Nous avons une problématique très idéologique, mais qui peut se résoudre de manière pragmatique en conduisant une réflexion sur le système scolaire. La France est le seul pays au monde où l'on progresse dans les classes à l'envers, soit de la 6e à la Première. Dans tous les autres pays, les élèves progressent en franchissent les étapes une à une et un élève qui s'arrête à l'étape 5 a déjà franchi 5 marches ; un élève français qui quitte le système en 3e connaît exactement le nombre de classes qu'il lui manque par rapport au parcours idéal. Nous sommes dans une référence à l'excellence idéale qui s'est transformée en norme pour tous les élèves et qui devient un facteur d'exclusion et de discrimination marqué par leur origine sociale.

Je fais une petite parenthèse : les efforts fournis pour créer des classes de la diversité, pour que les élèves de banlieue accèdent à Sciences Po, etc. sont louables, mais cette logique du culte de la différence mérite d'être elle aussi interrogée car la réussite d'un élève originaire de banlieue que tout prédestinait à se diriger vers un lycée professionnel et qui intègre une grande école camoufle le fait que la plupart des élèves se trouvant dans la même situation ne parviennent pas à sortir de ce que leur destin scolaire avait imaginé pour eux.

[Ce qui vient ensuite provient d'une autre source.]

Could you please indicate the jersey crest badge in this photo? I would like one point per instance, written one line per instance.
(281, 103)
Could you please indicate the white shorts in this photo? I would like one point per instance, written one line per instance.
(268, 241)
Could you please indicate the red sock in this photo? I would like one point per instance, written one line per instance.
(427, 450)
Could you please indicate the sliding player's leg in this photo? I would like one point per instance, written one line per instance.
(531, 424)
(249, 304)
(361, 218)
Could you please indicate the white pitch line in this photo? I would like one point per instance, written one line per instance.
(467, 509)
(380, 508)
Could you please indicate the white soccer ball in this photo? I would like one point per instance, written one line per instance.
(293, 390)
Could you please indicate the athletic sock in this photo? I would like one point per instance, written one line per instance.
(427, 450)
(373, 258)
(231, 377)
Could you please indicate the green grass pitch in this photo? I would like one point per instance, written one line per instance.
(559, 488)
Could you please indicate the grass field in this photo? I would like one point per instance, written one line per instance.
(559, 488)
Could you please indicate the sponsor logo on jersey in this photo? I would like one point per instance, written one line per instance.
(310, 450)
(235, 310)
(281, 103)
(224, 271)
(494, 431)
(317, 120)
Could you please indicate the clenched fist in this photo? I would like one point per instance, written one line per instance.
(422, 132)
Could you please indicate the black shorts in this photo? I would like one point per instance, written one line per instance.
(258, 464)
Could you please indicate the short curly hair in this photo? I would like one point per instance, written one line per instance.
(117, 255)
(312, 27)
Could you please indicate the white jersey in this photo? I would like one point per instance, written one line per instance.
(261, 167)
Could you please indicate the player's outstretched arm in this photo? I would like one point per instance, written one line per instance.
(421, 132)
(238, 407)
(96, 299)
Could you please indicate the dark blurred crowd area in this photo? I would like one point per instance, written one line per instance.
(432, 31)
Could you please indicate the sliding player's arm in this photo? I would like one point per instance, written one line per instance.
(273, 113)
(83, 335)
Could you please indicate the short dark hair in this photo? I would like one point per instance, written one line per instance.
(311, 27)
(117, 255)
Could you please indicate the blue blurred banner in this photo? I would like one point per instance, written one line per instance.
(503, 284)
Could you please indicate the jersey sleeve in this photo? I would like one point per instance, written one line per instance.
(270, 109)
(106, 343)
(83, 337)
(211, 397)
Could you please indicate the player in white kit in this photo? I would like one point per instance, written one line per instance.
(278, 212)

Je ne porte pas de critique. Le système a tâtonné, hésité, mais nous n'avons désormais plus l'excuse de ne pas savoir comment s'opèrent ces mécanismes de disqualification et d'exclusion au sein du système. Il est de la responsabilité des décideurs politiques de prendre progressivement des mesures qui auront des répercussions sur l'ensemble du système scolaire. Peut-être considérerez-vous que je sors du sujet.